From Publishers Weekly
O'Neill, food columnist for The New York Times Sunday Magazine overplays a coy device in her third cookbook (after A Well-Seasoned Appetite). She offers 150 recipes arranged in 25 dinner-party menus; preceding each menu is a two- or three-page tale about any of five selected cosmopolitan hostesses and their caterer fretting about entertaining in a hectic, health-conscious world. Many recipes are of the cook-ahead variety?but with caveats. O'Neill advises that Vanilla Scented Sauteed Fruit, a dessert, can be prepared "up to one hour before guests arrive," and that it's preferable to bake Caramelized Onion Biscuits after friends have walked in the door. Several recipes, among them Stilton-Walnut Rice Balls and White Bean Croquettes Stuffed with Mozzarella and Tomato, call for deep-frying and then serving immediately?a sure challenge for an edgy hostess. The recipes run from the familiar (yogurt cheese as an appetizer dip base and Stewed Lamb Shanks with White Beans and Rosemary) to the more unusual (Indian-Spiced Cucumber-Squid Salad and Japanese Chicken Salad with Nori Rolls).
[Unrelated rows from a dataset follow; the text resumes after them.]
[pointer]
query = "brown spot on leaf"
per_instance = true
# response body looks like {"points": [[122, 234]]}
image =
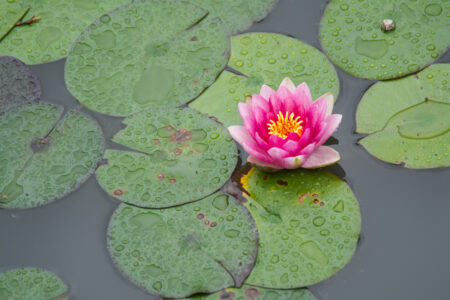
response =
{"points": [[178, 151], [118, 192], [181, 135], [251, 293], [226, 295], [282, 182]]}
Simplifying suggestions include buffet dinners or stylish casseroles (Southwestern Chicken Pie with Cheddar Spoonbread Crust). When sanity is really threatened, a reader can do what O'Neill's hostesses sometimes do: hire someone to serve and clean or just have the party, either partly or entirely, catered.
Copyright 1998 Reed Business Information, Inc.
From Library Journal
Food columnist for the New York Times Magazine, O'Neill here offers sophisticated menus for entertaining. Unfortunately, she has chosen to set them in an awkward context, for the book follows five characters, from "Mr. D, the famous if not infamous Manhattan caterer" to "Johanna, the recovering Hostess with the Mostess," as they struggle to deal with the changing social customs surrounding the dinner party. O'Neill's intent is to show too-busy working couples and singles that they can find time to entertain, but the idea gets bogged down in the oh-so-clever agonizings of her cast?most of whom apparently can afford to hire a caterer anyway. Some of the menus are on the extravagant side, and a New Year's Eve party that consists of seven hors d'oeuvres all best served hot sounds like a nightmare. Other more useful titles in this vein include Cheryl Merser's Relax! It's Only Dinner (LJ 8/95) and, for real neophytes, Elaine Corn's Now You're Cooking for Company (LJ 9/15/96).